— Read on www.youtube.com/watch
Looking back at his career now he has gone makes his life seem complete.
When Mary Oliver died last January I had the same feeling. The knot is tied.
They both looked forward John Baldessari said he waited to become bored that would make him work.
Mary Oliver Looked to the positive, she walks and writes. She gleans.
Different but both work for me.
Mary Oliver felt that a poem shouldn’t be complicated or it would not work. That was your job- make it accessible, simple and without artifice.
Baldessari talks about ”games”. He talks about the viewer. He talks about making it interesting. He also talks about feedback which has been a big positive surprise this year I have realised don’t like to talk about my work but do want to see what others think and about it what it gives to them- I so preferred the silent crit. Mark Bradford explained about how he wants to inspire questions and thoughts.
I think the audience is something that keeps the work alive or what’s the point?
I discussed this last year in a tutorial with Dan Coombs. We wondered why I wanted to return to Colledge what could I not do by myself in my studio. There were much easier ways of getting a qualification and paying the ’electric light bulb bills’ as Mark Bradford likes to call it. I had just been offered two jobs that I could have just gone on the way I was. We talked about what I found boring about my process why I was not happy with simply objectively painting what was sitting in front of me.

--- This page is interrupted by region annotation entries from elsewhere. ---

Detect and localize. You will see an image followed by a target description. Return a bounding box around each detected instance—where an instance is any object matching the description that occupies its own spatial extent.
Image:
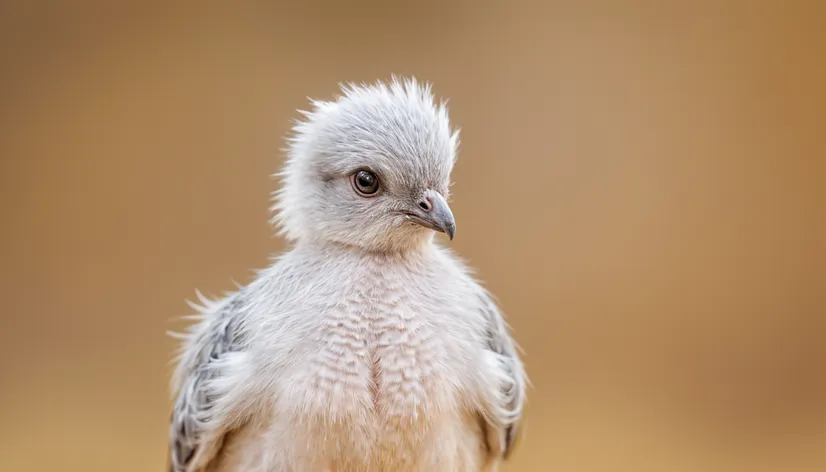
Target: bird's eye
[350,170,379,197]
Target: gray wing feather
[169,294,244,472]
[480,293,527,459]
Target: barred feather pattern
[170,292,246,472]
[479,289,528,459]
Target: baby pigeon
[170,78,526,472]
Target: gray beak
[404,190,456,240]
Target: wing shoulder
[478,290,527,459]
[169,293,249,472]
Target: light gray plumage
[170,78,525,472]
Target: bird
[168,75,527,472]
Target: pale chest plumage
[225,249,484,471]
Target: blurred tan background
[0,0,826,472]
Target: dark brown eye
[350,170,379,197]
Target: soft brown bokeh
[0,0,826,472]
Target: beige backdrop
[0,0,826,472]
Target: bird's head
[273,78,459,251]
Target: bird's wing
[169,294,247,472]
[479,293,527,459]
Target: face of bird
[279,81,458,254]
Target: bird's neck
[296,236,436,260]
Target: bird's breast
[308,301,453,426]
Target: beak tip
[445,225,456,241]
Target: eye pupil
[353,170,379,195]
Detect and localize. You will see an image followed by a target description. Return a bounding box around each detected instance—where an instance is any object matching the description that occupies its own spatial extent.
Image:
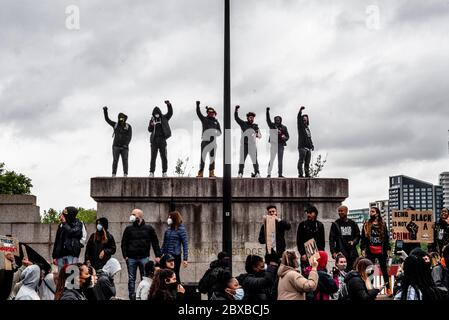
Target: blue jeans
[126,257,150,300]
[58,256,78,271]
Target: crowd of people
[103,100,315,178]
[2,205,449,302]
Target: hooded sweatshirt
[104,110,133,148]
[52,207,83,259]
[148,104,173,143]
[16,264,41,300]
[267,110,290,147]
[297,111,314,149]
[278,264,318,300]
[93,258,122,300]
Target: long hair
[354,258,373,280]
[401,256,439,300]
[281,251,299,269]
[363,207,386,242]
[168,211,182,230]
[148,269,175,300]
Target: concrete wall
[91,178,348,296]
[0,178,348,298]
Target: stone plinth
[91,178,348,297]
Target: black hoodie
[297,111,314,149]
[103,110,133,148]
[148,104,173,143]
[267,110,290,146]
[345,270,379,301]
[52,207,83,259]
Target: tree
[41,207,97,223]
[0,162,33,194]
[310,154,327,178]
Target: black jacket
[259,220,292,256]
[84,231,117,270]
[345,270,379,301]
[103,110,133,148]
[93,270,117,301]
[267,110,290,147]
[148,104,173,143]
[122,220,161,259]
[237,265,278,302]
[198,260,230,299]
[431,219,449,255]
[360,221,391,255]
[329,219,360,258]
[52,217,83,259]
[60,288,87,301]
[234,112,259,145]
[297,111,315,150]
[296,220,326,255]
[196,106,221,142]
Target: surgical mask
[233,288,245,300]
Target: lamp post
[223,0,232,271]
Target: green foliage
[41,207,97,223]
[310,154,327,178]
[0,162,33,195]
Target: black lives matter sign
[391,210,434,243]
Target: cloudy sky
[0,0,449,215]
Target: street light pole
[223,0,232,271]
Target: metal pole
[223,0,232,271]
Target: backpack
[80,222,87,248]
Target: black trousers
[366,249,390,288]
[172,254,181,283]
[150,138,168,172]
[268,143,284,176]
[200,141,217,171]
[239,143,259,174]
[298,148,312,177]
[112,146,129,174]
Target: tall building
[348,208,369,232]
[440,172,449,208]
[369,200,391,230]
[388,175,443,221]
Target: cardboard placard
[304,239,320,265]
[391,210,434,243]
[0,236,20,257]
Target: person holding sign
[329,206,360,272]
[296,206,326,269]
[360,207,392,295]
[430,208,449,255]
[259,205,291,259]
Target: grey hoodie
[16,265,41,300]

From my notes – Engaging the audience with something beyond logical comprehension. Would love to I replied. Magical elements we’re something I couldn’t give up. I feel there are connections between everything and I wish to make them visible in some way.

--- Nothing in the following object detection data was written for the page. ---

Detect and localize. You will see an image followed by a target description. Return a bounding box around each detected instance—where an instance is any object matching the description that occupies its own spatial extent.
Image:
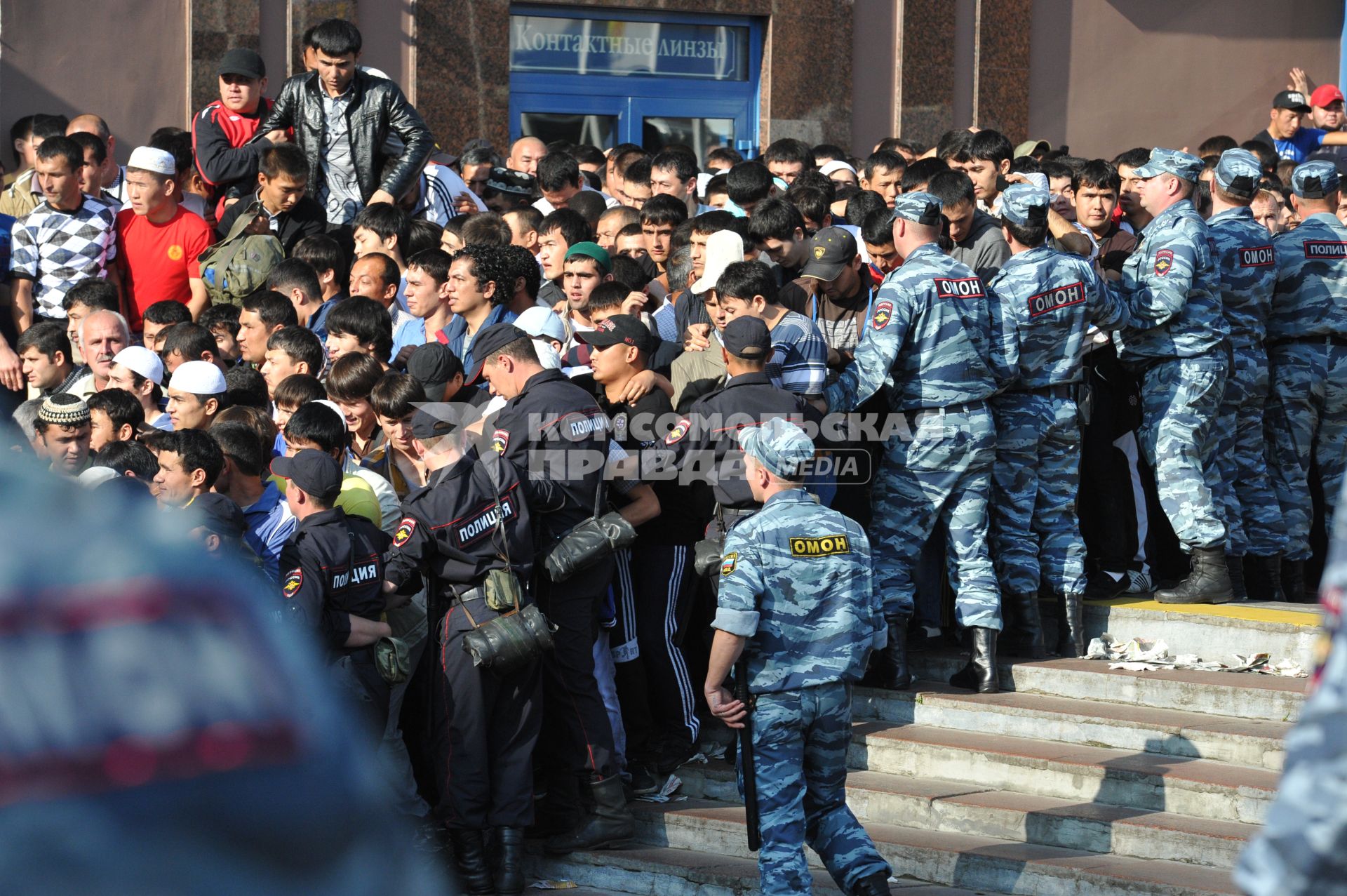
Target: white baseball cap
[514,305,565,342]
[112,345,164,385]
[126,147,177,178]
[168,361,225,395]
[819,159,855,177]
[692,230,744,295]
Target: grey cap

E. my tutor pointed out how much I engaged with my studio cohorts and just how important they had become to me, not just because they were wonderful.
It is a game of sorts and John Baldessari discusses the game.

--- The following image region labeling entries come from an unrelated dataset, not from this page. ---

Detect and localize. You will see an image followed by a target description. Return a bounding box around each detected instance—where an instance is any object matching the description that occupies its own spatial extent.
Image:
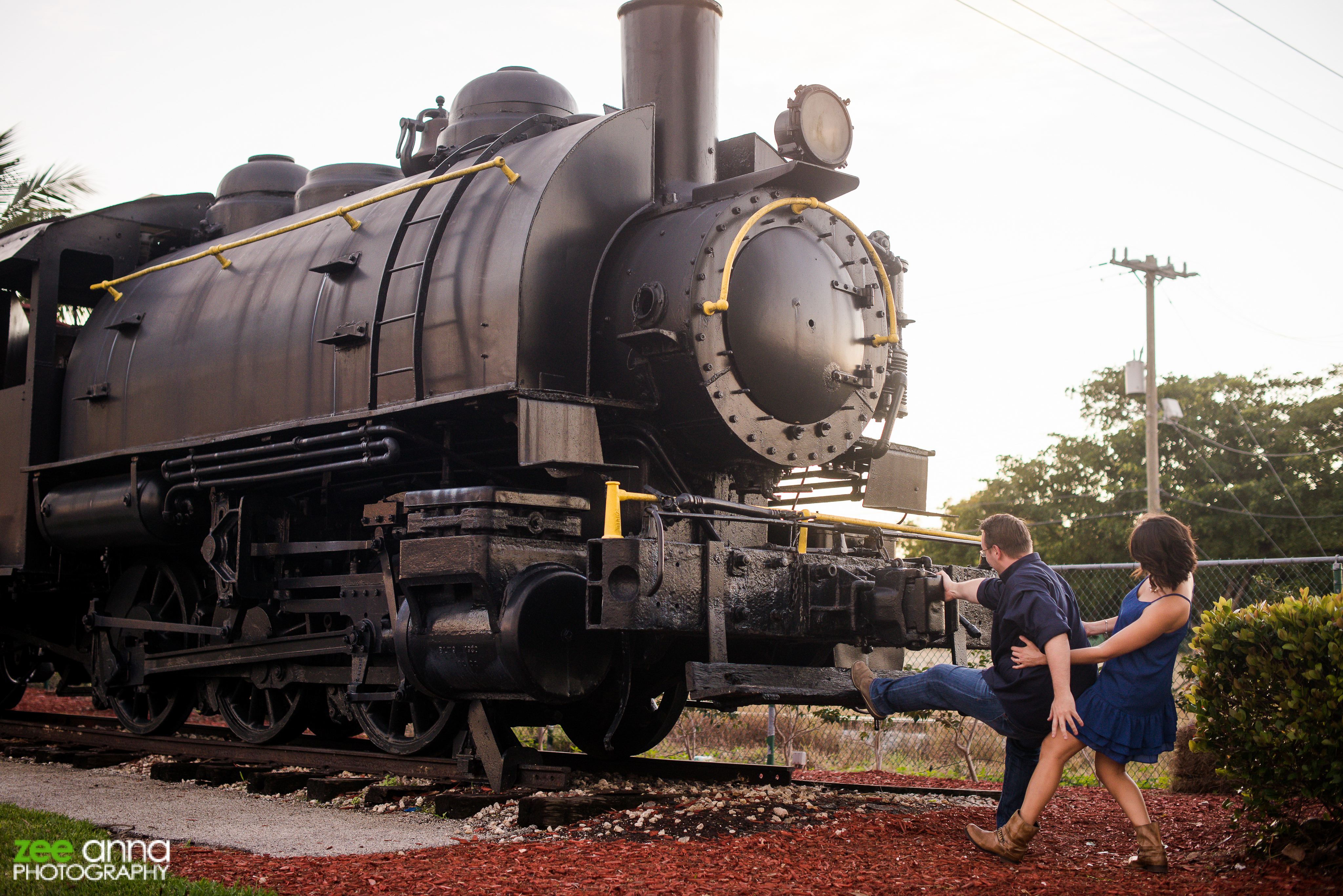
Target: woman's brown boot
[1128,821,1169,874]
[966,811,1037,865]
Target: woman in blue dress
[966,513,1198,873]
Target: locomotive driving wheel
[93,560,200,735]
[0,642,38,709]
[351,689,466,756]
[560,678,686,758]
[211,678,309,744]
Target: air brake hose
[872,369,909,461]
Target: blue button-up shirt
[979,554,1096,735]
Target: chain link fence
[591,557,1343,787]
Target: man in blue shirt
[850,513,1096,828]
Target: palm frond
[0,127,93,231]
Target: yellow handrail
[89,156,521,302]
[602,479,661,539]
[602,481,979,554]
[798,508,979,544]
[702,196,900,345]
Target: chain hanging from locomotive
[0,0,978,779]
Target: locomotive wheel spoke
[94,560,200,735]
[211,678,309,744]
[351,693,466,756]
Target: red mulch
[17,688,1343,896]
[792,771,1002,790]
[165,787,1340,896]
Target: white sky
[0,0,1343,516]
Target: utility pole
[1109,248,1198,513]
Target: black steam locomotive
[0,0,988,774]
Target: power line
[1011,0,1343,171]
[1173,435,1287,557]
[1213,0,1343,78]
[956,0,1343,195]
[1162,420,1343,459]
[1166,492,1343,520]
[1026,508,1144,527]
[1232,402,1324,555]
[1105,0,1343,133]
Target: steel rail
[0,711,792,785]
[0,711,1002,799]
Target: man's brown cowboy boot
[966,811,1039,865]
[849,660,885,721]
[1128,821,1169,874]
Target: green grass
[0,803,274,896]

In 1970 in a dramatic piece of performance art titled The Cremation Project he burned every painting he had made between 1953 and 1966 and baked the ashes into cookies that he displayed at the Museum of Modern Art in New York’s 1970 Conceptual art survey, “Information.”
He rejected what he had been taught, he felt called to push the bounds of art.
He counts Giotto, Goya, and Henri Matisse among his favourite artists.